Одним рывком разорвал на ней рубаху, кинул на полати, навалился, вдавливая в ее нежную кожу булатные пластины доспеха.

- Ну, ну, не вырывайся так. Знаешь ведь, что давно мне мила. Так что не обижу, в терем к себе возьму. Не наложницей, княгиней сделаю.

Несмотря на боль и унижение, Карина сообразила. Перестала биться, не хныкала, улыбалась ему в бороду. Жить-то хотелось, пугала мысль о том, что в курган с Боригором ее захотят положить.

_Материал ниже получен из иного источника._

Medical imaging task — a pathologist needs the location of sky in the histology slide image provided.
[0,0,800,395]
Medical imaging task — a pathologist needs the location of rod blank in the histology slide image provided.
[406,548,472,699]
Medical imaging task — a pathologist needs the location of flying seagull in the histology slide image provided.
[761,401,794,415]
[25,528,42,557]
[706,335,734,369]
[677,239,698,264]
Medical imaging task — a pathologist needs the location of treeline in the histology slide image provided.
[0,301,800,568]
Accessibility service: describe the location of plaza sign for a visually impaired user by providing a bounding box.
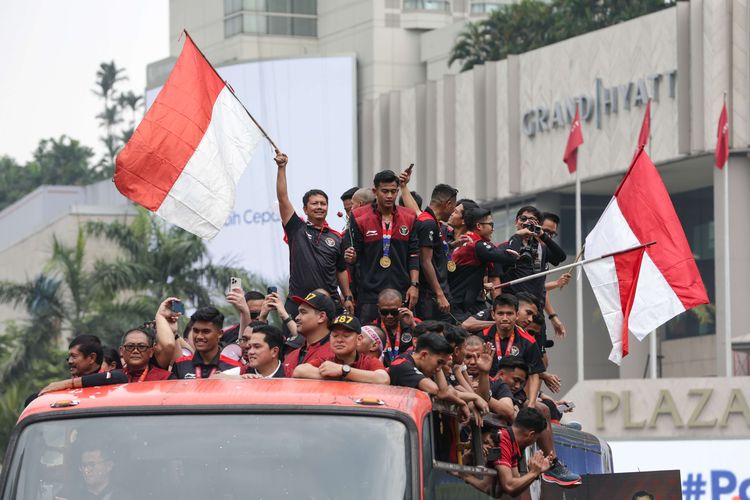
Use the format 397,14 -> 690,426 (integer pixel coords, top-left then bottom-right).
521,70 -> 677,138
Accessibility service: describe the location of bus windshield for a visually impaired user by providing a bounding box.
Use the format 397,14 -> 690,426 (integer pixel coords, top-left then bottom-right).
3,413 -> 411,500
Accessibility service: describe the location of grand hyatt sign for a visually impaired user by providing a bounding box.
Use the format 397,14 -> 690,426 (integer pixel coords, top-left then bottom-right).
521,70 -> 677,137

Родим не обманул. Он и раньше всегда глядел на меньшицу отца восхищенно, даже руки дрожали в ее присутствии. Что, однако, не мешало при малейшей возможности то хлопнуть ее пониже спины, то по бедру огладить. Боригор заметил однажды - сразу кулаком по лицу сына прошелся. Теперь же Боригора не было в живых, лишь глаза на его отрубленной голове глядели, как сын-убийца наслаждается его любимой женой.

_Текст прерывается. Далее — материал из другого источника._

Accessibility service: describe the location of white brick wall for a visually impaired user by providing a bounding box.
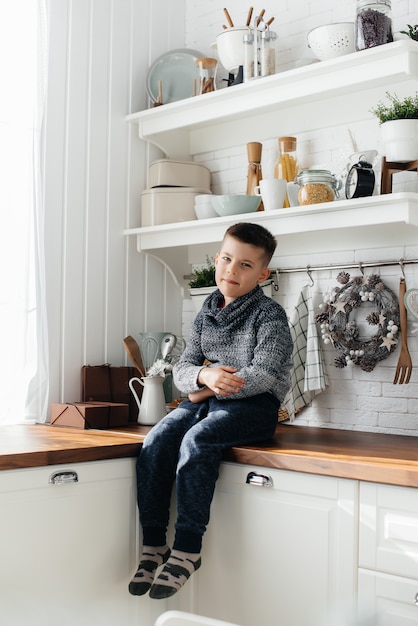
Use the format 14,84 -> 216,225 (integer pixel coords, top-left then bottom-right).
183,0 -> 418,436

Но похоронил отца Родим с почестями. Карина же во время тризны сидела подле Родима, косу по вдовьему обычаю не срезала, сразу кикой, жемчугом шитой, покрыла. Ох, и косилась же на нее зло старая княгиня Параксева! Все опомниться не могла, когда сын прежнюю княгиню-соперницу на коне перед собой из леса привез, при всем честном народе в Елани новой княгиней объявил.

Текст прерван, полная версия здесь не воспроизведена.